What an awful list. Pimps, prostitutes, homosexuals, effeminates, adulterers, fornicators...
“And such were some of you...”
And then he says, if anybody wants to know what I believe, go to Corinth. Look at the people that were produced by my message and my ministry. You are our letter read and acknowledged by the whole world. And that’s true. See, the world looks at the people we produce. Again, there’s a thought there. Paul didn’t say you are our letters. They were not 1500 individual letters. He said you are our letter. You collectively constitute our message. Each one of you is an individual letter of the alphabet. Only when you’re put in the right place and rightly related to the other letters do you make sense. Then you are my message.
This is, I believe, the challenge today to us. I think this is one of the reasons for the tremendous pressure and the tremendous demands of God that we get rightly related, submitted. Because God wants to be able to point to us and say that’s my message.

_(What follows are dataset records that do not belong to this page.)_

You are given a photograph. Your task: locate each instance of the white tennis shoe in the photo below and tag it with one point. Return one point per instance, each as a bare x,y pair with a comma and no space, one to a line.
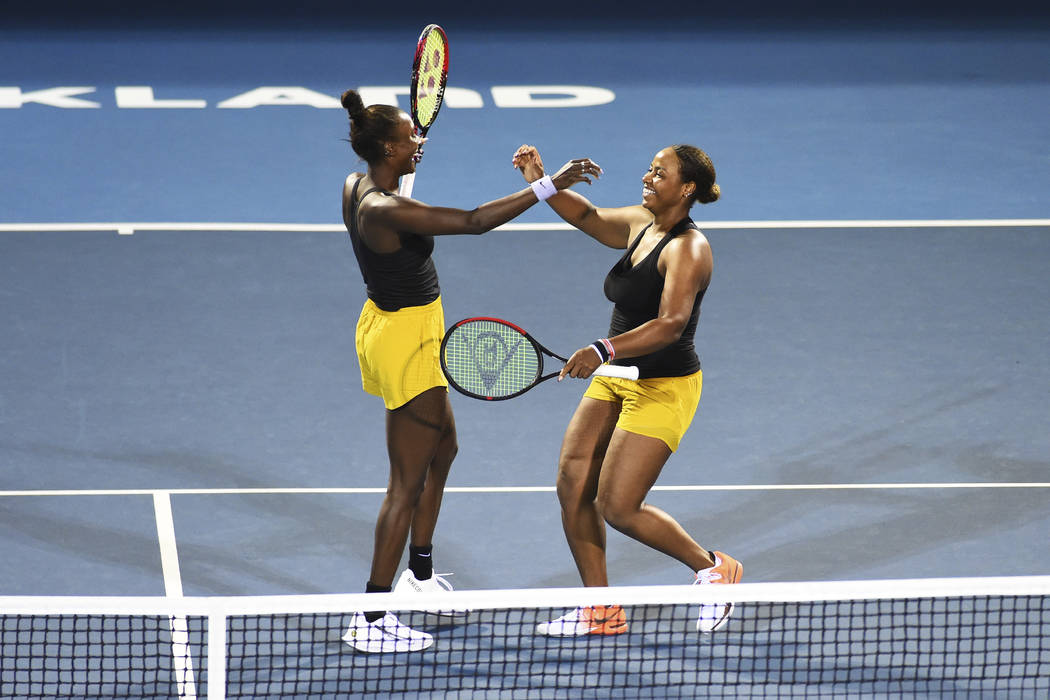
727,570
436,584
384,636
584,620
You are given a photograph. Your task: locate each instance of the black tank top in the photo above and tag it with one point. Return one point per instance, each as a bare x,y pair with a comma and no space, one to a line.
636,291
404,277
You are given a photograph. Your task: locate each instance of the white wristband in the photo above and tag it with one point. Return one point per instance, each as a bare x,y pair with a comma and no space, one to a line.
544,188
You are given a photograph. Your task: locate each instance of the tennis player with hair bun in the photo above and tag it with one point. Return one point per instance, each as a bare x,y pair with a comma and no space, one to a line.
398,341
624,431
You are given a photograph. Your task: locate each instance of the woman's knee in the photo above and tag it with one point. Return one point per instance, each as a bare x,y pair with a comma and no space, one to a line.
615,510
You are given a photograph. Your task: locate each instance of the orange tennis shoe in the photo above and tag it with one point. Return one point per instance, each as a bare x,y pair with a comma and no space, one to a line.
594,619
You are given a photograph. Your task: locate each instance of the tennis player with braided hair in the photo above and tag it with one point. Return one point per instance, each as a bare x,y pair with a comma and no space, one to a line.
623,431
398,342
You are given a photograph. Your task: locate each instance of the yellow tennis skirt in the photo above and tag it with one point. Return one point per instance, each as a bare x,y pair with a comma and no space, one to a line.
399,351
662,407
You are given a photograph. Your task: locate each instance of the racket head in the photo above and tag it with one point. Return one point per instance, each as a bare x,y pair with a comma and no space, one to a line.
490,359
429,71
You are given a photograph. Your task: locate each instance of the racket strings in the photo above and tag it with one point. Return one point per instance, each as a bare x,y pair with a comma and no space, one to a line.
428,80
490,359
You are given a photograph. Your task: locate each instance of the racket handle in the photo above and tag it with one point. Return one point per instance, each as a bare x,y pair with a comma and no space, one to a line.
617,370
406,183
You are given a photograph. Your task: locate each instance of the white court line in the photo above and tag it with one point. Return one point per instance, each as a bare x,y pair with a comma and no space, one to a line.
181,654
162,493
128,228
169,551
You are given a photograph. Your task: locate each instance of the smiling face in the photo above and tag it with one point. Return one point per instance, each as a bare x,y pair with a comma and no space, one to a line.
403,146
662,186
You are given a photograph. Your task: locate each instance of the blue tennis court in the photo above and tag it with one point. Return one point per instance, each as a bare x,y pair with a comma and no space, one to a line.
181,409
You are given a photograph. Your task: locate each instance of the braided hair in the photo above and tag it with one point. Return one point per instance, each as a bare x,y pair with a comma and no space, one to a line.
370,127
696,167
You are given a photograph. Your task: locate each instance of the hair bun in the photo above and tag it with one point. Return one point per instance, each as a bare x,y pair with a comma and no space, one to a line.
353,104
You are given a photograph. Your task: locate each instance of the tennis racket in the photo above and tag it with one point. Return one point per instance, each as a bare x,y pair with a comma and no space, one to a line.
492,359
429,71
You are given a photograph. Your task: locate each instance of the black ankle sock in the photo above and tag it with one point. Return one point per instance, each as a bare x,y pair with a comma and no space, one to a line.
374,615
420,561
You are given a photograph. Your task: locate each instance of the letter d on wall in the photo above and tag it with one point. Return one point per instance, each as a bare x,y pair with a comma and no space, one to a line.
550,96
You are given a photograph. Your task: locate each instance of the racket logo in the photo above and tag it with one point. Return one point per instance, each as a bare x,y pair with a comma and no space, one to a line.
491,356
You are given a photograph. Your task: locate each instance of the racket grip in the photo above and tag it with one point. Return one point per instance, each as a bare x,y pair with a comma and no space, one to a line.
617,370
406,184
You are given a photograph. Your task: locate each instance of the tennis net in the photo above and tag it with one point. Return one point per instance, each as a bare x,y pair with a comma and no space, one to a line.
962,637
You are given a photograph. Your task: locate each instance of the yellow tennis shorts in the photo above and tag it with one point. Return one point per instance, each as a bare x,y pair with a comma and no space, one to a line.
399,351
662,407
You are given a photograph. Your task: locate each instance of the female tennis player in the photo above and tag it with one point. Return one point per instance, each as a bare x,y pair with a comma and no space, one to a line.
398,341
623,431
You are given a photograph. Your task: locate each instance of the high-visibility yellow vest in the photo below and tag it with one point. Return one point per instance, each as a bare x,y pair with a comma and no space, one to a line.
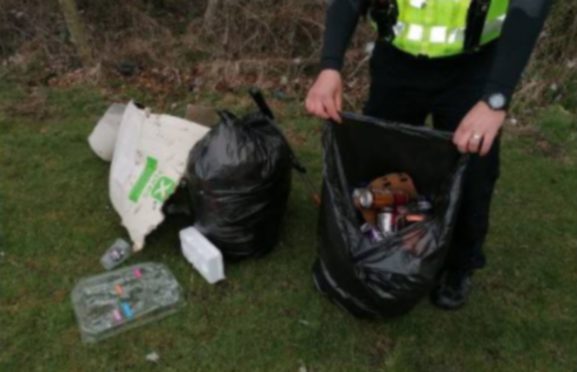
437,28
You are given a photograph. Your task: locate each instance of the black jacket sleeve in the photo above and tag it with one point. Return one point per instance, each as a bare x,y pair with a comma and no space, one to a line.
341,20
521,30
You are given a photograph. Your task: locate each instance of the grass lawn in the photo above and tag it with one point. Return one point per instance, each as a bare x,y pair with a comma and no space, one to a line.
56,221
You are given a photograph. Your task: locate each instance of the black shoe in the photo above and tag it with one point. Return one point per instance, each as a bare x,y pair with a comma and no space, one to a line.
453,289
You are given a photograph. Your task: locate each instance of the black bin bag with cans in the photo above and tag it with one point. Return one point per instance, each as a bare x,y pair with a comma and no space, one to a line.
386,278
239,179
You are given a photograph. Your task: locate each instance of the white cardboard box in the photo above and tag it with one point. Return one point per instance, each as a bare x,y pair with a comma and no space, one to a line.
202,254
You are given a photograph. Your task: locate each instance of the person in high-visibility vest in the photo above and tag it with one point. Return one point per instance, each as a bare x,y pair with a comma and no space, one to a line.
457,60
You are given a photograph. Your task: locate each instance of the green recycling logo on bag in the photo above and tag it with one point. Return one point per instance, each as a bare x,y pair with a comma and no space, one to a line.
152,183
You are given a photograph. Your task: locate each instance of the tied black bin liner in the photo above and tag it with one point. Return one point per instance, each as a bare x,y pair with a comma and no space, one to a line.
387,278
239,179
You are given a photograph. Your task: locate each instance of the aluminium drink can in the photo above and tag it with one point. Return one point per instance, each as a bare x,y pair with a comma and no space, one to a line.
385,221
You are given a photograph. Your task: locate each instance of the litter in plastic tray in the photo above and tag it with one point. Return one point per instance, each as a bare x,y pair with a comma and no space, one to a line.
119,300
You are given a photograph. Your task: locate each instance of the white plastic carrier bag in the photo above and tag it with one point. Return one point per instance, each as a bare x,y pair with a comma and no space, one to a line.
149,158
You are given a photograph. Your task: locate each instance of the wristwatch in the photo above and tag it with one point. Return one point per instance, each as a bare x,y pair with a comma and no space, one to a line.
496,101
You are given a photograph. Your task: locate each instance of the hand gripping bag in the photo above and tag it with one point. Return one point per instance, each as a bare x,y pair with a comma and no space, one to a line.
387,278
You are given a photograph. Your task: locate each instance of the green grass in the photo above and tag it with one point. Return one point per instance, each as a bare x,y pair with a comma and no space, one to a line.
56,222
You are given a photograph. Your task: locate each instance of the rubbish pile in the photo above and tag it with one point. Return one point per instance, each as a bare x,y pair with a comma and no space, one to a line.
236,178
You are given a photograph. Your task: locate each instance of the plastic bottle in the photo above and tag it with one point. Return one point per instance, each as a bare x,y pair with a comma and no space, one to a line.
118,252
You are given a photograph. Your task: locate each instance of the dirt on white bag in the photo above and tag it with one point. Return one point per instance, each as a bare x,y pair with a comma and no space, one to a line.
148,161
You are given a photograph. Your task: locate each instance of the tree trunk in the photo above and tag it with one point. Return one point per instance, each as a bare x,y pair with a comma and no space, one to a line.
77,31
210,14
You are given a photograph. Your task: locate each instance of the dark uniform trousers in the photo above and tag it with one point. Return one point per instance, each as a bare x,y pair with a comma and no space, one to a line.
407,89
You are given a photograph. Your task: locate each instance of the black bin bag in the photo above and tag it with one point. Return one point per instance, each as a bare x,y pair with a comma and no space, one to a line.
386,278
239,180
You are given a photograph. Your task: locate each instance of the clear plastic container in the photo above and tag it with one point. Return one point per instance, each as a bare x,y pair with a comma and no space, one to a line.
119,300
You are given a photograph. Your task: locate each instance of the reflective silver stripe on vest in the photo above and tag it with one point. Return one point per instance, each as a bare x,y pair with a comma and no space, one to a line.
494,26
437,34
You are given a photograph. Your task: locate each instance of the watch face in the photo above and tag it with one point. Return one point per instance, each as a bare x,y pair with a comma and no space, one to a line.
497,101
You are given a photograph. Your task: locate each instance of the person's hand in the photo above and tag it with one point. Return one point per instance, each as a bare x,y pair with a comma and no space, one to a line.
478,130
325,96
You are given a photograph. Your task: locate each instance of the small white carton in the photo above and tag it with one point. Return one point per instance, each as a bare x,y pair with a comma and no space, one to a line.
202,254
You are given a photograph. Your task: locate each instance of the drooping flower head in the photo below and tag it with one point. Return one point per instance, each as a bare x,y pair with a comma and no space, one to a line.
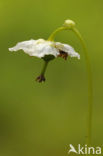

Francis Schaeffer who is a philosopher—and unlike me he’s a philosopher who has remained a philosopher. I was a philosopher and ceased to be a philosopher. The moment I met Jesus Christ, that was the end of my philosophy. But nevertheless, he has much to contribute. And he says somewhere in one of his writings something to this effect. “ At the end of this age, people won’t read your Bible. Much less will they take your silly little tract. But they’ll look at you and they’ll demand to see the word made flesh in you. That will convince them.” He also said, “The Lord has given the world the right to judge is we are his disciples.” By this shall all men know that ye are disciples if what? If you have love one for another. If the world sees us not loving one another, it has a God given right to say they are not Christ’s disciples. Isn’t that right?
We cannot argue. The Master has said this is it. This goes so far. What I produce is my epistle. As a minister, if I’m the pastor of a church, I don’t need a statement of fundamentals on the church wall. What I need is my people to live what I’ve preached. And if I’m a Christian father, I ought to be able to say you know what I believe? Look at my kids. And anything less than that is incomplete success.
I’m challenging myself just as much as I’m challenging you. I could say a lot of different things and I’m not really interested in getting involved in controversy. But I would say where the principles of discipleship are graciously and wisely applied, the results speak for themselves. You need a depth, a dedication, a loyalty and a willingness to serve that just don’t need to be argued about. I’m not interested in a man who points to a textbook and tells me what he believes. I say let me see it in you. You are our letter. Can you say that? Can I say that? Can we be that? Shall we go out of here bearing in mind that collectively we are God’s letter to the world? What he wants to say to the world he’s going to say in human letters of the alphabet put together to make readable things.